Fille de Raymond Aron, Dominique Schnapper traite principalement de la sociologie historique, ainsi que des études sur les minorités, le chômage, le travail et la sociologie urbaine, et depuis les années 1990 aussi avec le concept de nation et de citoyenneté.


Elle a été membre du Conseil constitutionnel de 2001 à 2010, nommée par Christian Poncelet, alors président du Sénat.


Depuis les années 1980, elle est directrice d’études à l’Ecole des hautes études en sciences sociales (EHESS). Elle est également présidente du Musée d’art et d’histoire du judaïsme et présidente de l’Institut d’études avancées de Paris [centre de recherche qui accueille des chercheurs du monde entiers dans les domaines des sciences humaines et sociales].

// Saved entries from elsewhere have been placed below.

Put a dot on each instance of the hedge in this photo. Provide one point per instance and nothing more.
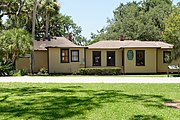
(100, 71)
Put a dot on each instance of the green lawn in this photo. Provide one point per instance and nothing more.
(27, 101)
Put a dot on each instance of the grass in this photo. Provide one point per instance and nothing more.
(42, 101)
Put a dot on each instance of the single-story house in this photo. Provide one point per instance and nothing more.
(59, 55)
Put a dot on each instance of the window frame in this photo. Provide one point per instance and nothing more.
(93, 58)
(143, 55)
(113, 53)
(164, 52)
(74, 56)
(65, 55)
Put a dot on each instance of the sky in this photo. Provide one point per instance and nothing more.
(91, 15)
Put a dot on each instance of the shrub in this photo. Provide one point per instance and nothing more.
(43, 71)
(100, 71)
(21, 72)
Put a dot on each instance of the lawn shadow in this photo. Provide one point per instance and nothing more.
(66, 102)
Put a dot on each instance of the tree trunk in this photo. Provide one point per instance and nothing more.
(47, 21)
(33, 35)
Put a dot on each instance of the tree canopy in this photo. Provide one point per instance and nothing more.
(49, 21)
(14, 43)
(172, 31)
(142, 20)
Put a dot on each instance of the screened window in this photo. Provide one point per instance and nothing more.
(64, 55)
(74, 55)
(96, 58)
(110, 58)
(140, 58)
(166, 56)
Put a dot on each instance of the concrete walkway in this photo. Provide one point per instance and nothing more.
(91, 79)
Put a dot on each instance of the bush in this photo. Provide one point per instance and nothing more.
(21, 72)
(43, 71)
(100, 71)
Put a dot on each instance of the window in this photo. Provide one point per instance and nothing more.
(64, 55)
(140, 58)
(96, 58)
(110, 58)
(74, 55)
(166, 56)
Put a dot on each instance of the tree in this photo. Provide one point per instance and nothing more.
(14, 43)
(137, 20)
(172, 31)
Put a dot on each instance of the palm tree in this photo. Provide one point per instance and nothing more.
(14, 43)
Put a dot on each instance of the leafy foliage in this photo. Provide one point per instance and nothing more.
(172, 31)
(137, 20)
(49, 22)
(14, 43)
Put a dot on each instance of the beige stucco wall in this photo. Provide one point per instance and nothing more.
(150, 61)
(55, 65)
(162, 67)
(89, 57)
(40, 60)
(23, 63)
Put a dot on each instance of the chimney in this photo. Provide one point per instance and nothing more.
(70, 36)
(121, 38)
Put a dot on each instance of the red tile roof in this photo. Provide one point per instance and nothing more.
(57, 42)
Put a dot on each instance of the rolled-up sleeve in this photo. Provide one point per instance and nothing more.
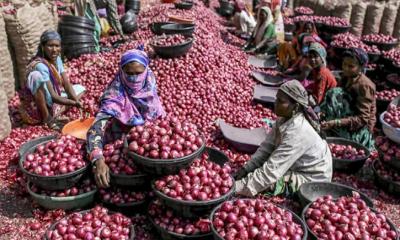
(280, 161)
(364, 102)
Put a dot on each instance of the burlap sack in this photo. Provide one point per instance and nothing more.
(343, 11)
(396, 30)
(5, 122)
(388, 19)
(6, 66)
(358, 13)
(373, 17)
(24, 30)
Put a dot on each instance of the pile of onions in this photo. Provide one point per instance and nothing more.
(165, 139)
(166, 219)
(346, 151)
(97, 223)
(394, 78)
(85, 186)
(304, 10)
(117, 160)
(393, 55)
(202, 181)
(379, 38)
(346, 218)
(121, 196)
(387, 95)
(387, 173)
(388, 148)
(392, 116)
(170, 40)
(56, 157)
(255, 219)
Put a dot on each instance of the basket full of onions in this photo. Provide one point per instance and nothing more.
(96, 223)
(346, 218)
(348, 156)
(79, 196)
(171, 46)
(255, 219)
(171, 226)
(164, 146)
(54, 164)
(123, 200)
(386, 178)
(390, 121)
(123, 172)
(195, 191)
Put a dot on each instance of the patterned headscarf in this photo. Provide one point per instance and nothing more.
(318, 48)
(132, 103)
(360, 55)
(295, 90)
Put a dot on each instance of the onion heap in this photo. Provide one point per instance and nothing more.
(56, 157)
(165, 139)
(387, 173)
(304, 10)
(97, 223)
(85, 186)
(117, 160)
(255, 219)
(392, 116)
(389, 149)
(346, 218)
(202, 181)
(387, 95)
(379, 38)
(346, 151)
(170, 40)
(166, 219)
(393, 55)
(121, 196)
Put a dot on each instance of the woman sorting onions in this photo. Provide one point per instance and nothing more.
(129, 100)
(350, 110)
(263, 39)
(293, 153)
(48, 91)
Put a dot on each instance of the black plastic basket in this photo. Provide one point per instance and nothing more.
(347, 165)
(52, 226)
(59, 182)
(383, 46)
(185, 29)
(309, 192)
(173, 51)
(155, 27)
(160, 167)
(123, 180)
(67, 203)
(193, 209)
(167, 235)
(296, 219)
(387, 185)
(313, 237)
(184, 5)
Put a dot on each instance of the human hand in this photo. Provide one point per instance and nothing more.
(101, 173)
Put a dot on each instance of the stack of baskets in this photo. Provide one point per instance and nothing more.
(77, 35)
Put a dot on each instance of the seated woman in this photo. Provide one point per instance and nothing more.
(243, 20)
(263, 39)
(321, 78)
(129, 100)
(48, 91)
(293, 152)
(350, 111)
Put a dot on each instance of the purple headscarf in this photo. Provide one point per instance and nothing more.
(132, 103)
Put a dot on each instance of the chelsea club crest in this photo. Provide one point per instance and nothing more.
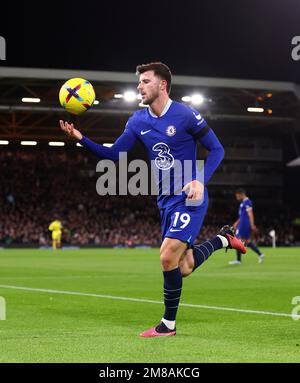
(171, 130)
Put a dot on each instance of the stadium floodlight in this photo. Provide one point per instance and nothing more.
(28, 143)
(255, 110)
(197, 99)
(31, 99)
(56, 143)
(130, 96)
(186, 98)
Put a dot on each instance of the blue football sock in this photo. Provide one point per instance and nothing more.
(203, 251)
(238, 256)
(172, 292)
(254, 248)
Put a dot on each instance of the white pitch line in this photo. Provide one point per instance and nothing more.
(220, 308)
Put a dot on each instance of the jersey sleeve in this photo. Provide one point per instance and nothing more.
(123, 144)
(248, 205)
(197, 126)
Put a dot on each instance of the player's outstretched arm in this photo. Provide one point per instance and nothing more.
(123, 144)
(70, 130)
(235, 225)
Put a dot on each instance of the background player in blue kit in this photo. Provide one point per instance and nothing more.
(169, 132)
(245, 226)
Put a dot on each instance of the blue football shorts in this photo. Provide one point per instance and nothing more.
(243, 231)
(183, 222)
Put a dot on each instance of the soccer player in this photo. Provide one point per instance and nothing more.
(245, 225)
(56, 228)
(170, 131)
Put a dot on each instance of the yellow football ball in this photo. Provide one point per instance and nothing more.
(77, 95)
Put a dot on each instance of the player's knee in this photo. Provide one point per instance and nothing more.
(168, 258)
(167, 261)
(185, 268)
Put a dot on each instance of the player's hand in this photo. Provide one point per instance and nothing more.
(194, 190)
(254, 229)
(70, 130)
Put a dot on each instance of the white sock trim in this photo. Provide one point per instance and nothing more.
(224, 240)
(169, 323)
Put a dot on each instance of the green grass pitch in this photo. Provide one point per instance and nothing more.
(45, 326)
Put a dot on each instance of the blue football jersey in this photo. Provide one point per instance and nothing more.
(169, 141)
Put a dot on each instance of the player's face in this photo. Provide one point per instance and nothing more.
(149, 87)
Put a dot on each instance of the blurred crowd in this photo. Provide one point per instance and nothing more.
(38, 186)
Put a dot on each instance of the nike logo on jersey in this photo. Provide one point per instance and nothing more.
(145, 132)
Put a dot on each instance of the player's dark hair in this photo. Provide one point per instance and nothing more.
(161, 70)
(240, 191)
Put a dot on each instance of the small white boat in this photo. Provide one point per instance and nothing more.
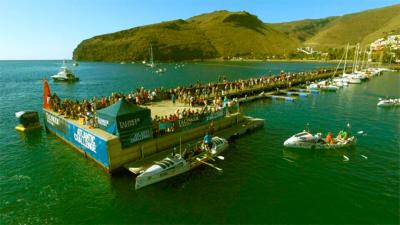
(389, 102)
(161, 70)
(354, 80)
(177, 164)
(329, 87)
(313, 86)
(306, 140)
(65, 75)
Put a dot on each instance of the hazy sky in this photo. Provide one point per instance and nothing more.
(51, 29)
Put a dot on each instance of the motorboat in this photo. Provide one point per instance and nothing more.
(65, 75)
(329, 87)
(313, 86)
(27, 120)
(389, 102)
(176, 164)
(161, 70)
(306, 140)
(354, 80)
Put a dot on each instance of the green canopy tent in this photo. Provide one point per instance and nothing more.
(130, 122)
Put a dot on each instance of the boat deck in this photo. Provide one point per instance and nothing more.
(240, 129)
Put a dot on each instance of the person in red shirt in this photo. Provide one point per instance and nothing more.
(328, 138)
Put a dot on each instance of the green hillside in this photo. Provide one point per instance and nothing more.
(333, 32)
(212, 35)
(242, 34)
(224, 34)
(302, 30)
(173, 40)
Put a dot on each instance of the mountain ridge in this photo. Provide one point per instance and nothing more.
(225, 34)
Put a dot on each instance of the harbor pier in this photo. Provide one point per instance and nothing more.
(127, 139)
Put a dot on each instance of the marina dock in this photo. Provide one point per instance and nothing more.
(132, 147)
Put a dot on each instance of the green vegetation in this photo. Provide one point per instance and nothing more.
(224, 34)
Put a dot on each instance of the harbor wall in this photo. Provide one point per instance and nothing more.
(119, 157)
(106, 149)
(84, 140)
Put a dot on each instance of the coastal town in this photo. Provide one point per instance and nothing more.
(203, 112)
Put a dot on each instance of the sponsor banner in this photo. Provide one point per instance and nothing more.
(185, 122)
(89, 143)
(216, 115)
(137, 136)
(57, 122)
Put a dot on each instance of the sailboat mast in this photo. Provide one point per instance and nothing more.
(355, 58)
(151, 54)
(345, 59)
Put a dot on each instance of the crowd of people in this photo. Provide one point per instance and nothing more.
(210, 96)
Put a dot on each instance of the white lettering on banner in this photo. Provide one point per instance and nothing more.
(85, 139)
(102, 122)
(216, 115)
(129, 123)
(187, 121)
(140, 136)
(52, 120)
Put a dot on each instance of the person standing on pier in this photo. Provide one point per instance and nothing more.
(173, 98)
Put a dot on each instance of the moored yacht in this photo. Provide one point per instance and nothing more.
(389, 102)
(306, 140)
(65, 74)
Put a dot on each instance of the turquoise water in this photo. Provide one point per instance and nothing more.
(44, 181)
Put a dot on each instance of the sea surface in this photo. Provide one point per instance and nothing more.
(45, 181)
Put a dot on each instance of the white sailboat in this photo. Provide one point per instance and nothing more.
(176, 164)
(65, 74)
(151, 63)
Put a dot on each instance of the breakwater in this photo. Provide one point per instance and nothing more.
(112, 149)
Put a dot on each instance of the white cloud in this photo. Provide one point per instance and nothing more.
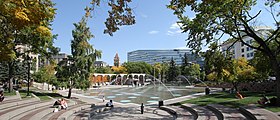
(144, 15)
(153, 32)
(174, 29)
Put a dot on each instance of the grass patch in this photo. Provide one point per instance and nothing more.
(230, 100)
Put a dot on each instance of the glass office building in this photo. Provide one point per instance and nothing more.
(160, 56)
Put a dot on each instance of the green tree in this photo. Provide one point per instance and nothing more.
(103, 70)
(195, 71)
(25, 23)
(234, 18)
(216, 63)
(46, 74)
(241, 72)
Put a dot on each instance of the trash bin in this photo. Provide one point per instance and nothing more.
(160, 103)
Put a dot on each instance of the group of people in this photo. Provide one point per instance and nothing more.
(60, 104)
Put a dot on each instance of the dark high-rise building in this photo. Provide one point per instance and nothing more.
(116, 60)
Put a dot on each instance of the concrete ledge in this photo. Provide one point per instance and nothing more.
(247, 113)
(219, 115)
(191, 110)
(169, 110)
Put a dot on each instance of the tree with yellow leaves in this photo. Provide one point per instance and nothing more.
(25, 22)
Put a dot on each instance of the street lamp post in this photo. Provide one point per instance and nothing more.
(28, 74)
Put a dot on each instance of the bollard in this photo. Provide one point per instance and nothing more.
(142, 108)
(160, 103)
(207, 91)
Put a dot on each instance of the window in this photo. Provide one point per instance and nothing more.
(248, 48)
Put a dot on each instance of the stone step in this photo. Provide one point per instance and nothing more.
(66, 115)
(200, 113)
(9, 114)
(16, 103)
(89, 112)
(170, 111)
(29, 113)
(182, 113)
(257, 113)
(223, 112)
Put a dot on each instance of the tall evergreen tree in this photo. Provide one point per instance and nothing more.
(83, 56)
(185, 67)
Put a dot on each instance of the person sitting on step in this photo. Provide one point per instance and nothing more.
(238, 95)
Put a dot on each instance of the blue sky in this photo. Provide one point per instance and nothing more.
(155, 28)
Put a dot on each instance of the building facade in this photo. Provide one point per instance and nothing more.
(117, 60)
(239, 49)
(99, 64)
(57, 58)
(160, 56)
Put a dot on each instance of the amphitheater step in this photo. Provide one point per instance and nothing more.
(182, 113)
(17, 111)
(257, 113)
(14, 103)
(200, 113)
(227, 113)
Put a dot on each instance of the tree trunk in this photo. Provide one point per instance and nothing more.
(276, 69)
(10, 77)
(69, 93)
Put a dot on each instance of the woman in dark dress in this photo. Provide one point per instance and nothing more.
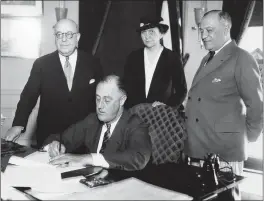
(154, 74)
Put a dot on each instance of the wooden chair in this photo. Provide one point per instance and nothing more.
(166, 129)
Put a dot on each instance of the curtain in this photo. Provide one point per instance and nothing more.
(241, 13)
(175, 23)
(91, 15)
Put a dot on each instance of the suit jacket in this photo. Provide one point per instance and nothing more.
(217, 119)
(59, 107)
(129, 147)
(168, 84)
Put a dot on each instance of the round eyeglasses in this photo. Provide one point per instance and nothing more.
(68, 35)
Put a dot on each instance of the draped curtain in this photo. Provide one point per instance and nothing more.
(91, 14)
(241, 13)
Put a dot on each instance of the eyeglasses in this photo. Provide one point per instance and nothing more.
(149, 33)
(68, 35)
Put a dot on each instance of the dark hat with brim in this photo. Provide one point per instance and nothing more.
(148, 23)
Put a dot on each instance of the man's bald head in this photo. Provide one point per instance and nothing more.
(67, 36)
(215, 29)
(67, 22)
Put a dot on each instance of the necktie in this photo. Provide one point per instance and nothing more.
(68, 73)
(212, 53)
(106, 138)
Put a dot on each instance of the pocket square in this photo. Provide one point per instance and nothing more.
(215, 80)
(91, 81)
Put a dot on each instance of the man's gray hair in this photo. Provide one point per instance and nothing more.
(76, 25)
(224, 17)
(119, 82)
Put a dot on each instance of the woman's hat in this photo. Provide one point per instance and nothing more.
(148, 23)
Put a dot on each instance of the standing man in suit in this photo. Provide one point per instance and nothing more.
(111, 138)
(154, 74)
(225, 102)
(64, 80)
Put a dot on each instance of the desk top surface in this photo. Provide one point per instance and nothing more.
(178, 177)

De 2016 à 2019, elle est présidente du conseil scientifique de la Délégation interministérielle à la lutte contre le racisme et l’antisémitisme (DILCRA).


En décembre 2017, le ministre de l’Education nationale Jean-Michel Blanquer la désigne pour devenir la présidente du Conseil des sages de la laïcité installé le 8 janvier 2018 et chargé de préciser la position de l’institution scolaire en matière de laïcité.


Elle est commandeur de la Légion d’honneur.